While not directly referencing the situation among Lutherans, it can be safely said that the Reformers clearly had in mind the High Mass -- the Sung Divine Service -- as the norm. Only in places where it was not possible did Luther offer His hymn setting or Deutsche Messe. Strangely enough, the hymn Mass has become the norm for some Lutherans. I am not speaking of the LSB DS Setting 5, either. I am speaking to the fact that many places where the liturgy is on the way out will retain hymns (or at least some of the most popular Gospel hymns) -- long after the people have forgotten the responsive chants of the Ordinary.
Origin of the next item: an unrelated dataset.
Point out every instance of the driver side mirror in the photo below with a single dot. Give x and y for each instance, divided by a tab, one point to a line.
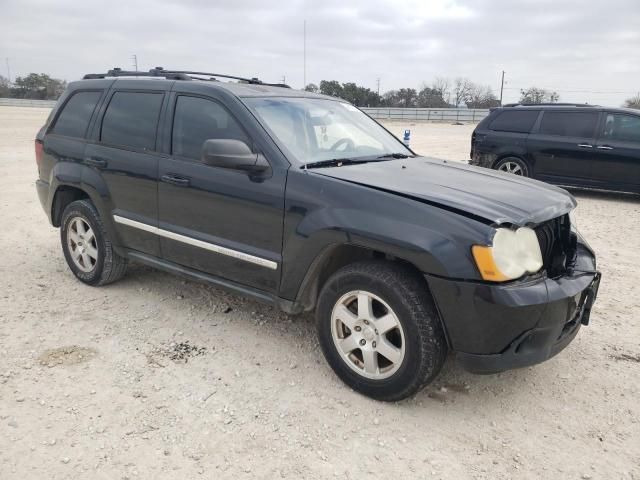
232	154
Just recently a visitor commented approvingly on the fact that we sing the whole Divine Service AND that we do not shortchange the hymns by singing only a few stanzas. She regularly attends a Lutheran congregation where the Divine Service is routinely spoken and the hymns are sung in truncated form (1st and 3rd and 5th stanzas). It might be conceivable if the pastor is actually deliberately choosing hymn stanzas but, as we all know, the purpose of omitting some hymn stanzas lies in the pursuit of the ever essential Divine Service that is under 59 1/2 minutes! In this case the woman said the goal was to be through the Divine Service in 45 minutes or less!!
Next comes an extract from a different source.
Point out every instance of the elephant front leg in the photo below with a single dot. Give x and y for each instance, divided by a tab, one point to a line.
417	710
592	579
Personally, I do not get the attraction for singing only the hymns within the Divine Service (and not the responses and chants of the ordinary). I find the practice of skipping stanzas even more suspect. It is precisely liturgical singing that is the essential singing of the Divine Service and hymns are optional. Perhaps when we begin to get that, we will learn the value of listening to the whole of the poetry of the hymn and we will learn to appreciate the full context of the Divine Service. Even more hopeful is the day when we can end the odd situation of a pastor speaking his parts while the people sing theirs.